I sighed, smiling patiently. “Ethan, we talked about this. There are no monsters. Just dust bunnies.”
“He’s not a monster,” Ethan corrected me, his voice deadly serious. “He’s a friend. But he’s shy. He doesn’t like it when you look.”
That sentence sent a weird, prickly heat down the back of my neck. He doesn’t like it when you look. It was such a specific, odd phrasing for a five-year-old.
“Okay,” I said, dropping to my knees. “Let’s check. For peace of mind.”
I lifted the duvet.
Underneath were two plastic bins of Hot Wheels, a lost sock, and a lot of carpet lint.
“See?” I smiled, standing up and brushing off my knees. “Empty. Just toys.”
Ethan didn’t smile back. He pulled the blanket up to his chin. “He hides in the dark parts, Mom. He makes himself flat.”
I kissed his forehead, dismissed it as the active imagination of a creative boy, and turned out the lights.
“Goodnight, Ethan.”
“Goodnight, Mom,” he whispered. Then, quieter: “Goodnight, Mister.”
I froze in the hallway. I told myself he was talking to a teddy bear.
I went downstairs, poured a glass of wine, and watched Netflix with my husband, Daniel. I didn’t mention it. Why would I? Kids say weird things.
Chapter 2: The Escalation
By Thursday, the “Friend” wasn’t just a bedtime topic. It was an obsession.
Ethan started refusing to play in his room during the day. He would drag his toys out to the landing or the living room. When I asked why, he said, “The Friend is sleeping. I don’t want to wake him up. He gets grumpy.”
“Ethan, this has to stop,” Daniel said at dinner that night. Daniel was a structural engineer. He was even more pragmatic than I was. “There is no friend. You’re scaring your mother.”
Ethan looked at his peas, pushing them around with a fork. “I’m not trying to. But he asks questions.”
The table went silent. The clinking of silverware stopped.

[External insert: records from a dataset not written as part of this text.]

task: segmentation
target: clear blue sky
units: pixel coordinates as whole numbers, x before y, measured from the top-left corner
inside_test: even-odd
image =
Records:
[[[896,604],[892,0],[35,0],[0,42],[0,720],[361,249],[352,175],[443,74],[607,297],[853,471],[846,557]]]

“What kind of questions?” I asked, my voice trembling slightly.
“He asks why Daddy yells at the football games on TV. He asks why you smell like vanilla. And he asks when he can come upstairs.”
I dropped my fork. It clattered loudly against the china.
“Upstairs?” Daniel frowned. “Ethan, his ‘room’ is under your bed. You’re already upstairs.”
Ethan looked up, his big brown eyes filled with a confusion that looked entirely genuine.
“No, Dad,” he said. “He lives under the house. He only crawls up to my room at night. Through the wood.”
That night, Daniel inspected the floorboards in Ethan’s room. He checked for loose panels, rot, or holes.
“Solid oak,” Daniel declared, stomping his heel on the floor. “Nothing can come through here, bud. It’s safe as a bank vault.”
Ethan just watched from the doorway, holding his favorite stuffed triceratops. “He’s listening,” Ethan whispered.
“Enough,” Daniel snapped, tired from work. “Go to sleep, Ethan. No more stories.”
We put him to bed. But that night, at 3:00 a.m., I woke up to Ethan standing by our bedside, staring at me.
“Can I sleep here?” he begged. “He’s breathing too loud. I can’t sleep.”
I let him in. I cuddled his warm little body, smelling his shampoo. He fell asleep instantly.
But I lay awake, staring at the ceiling, straining my ears to hear what he heard.
The house was silent.
Or was it?
Faintly, rhythmically, I thought I heard a thump… thump… thump coming from down the hall. Like someone tapping a finger against a hollow wall.
Chapter 3: The Camera
By Sunday, I was a wreck. Ethan looked pale. He had dark circles under his eyes.
“Is the friend a boy or a girl?” I asked him while driving him to school.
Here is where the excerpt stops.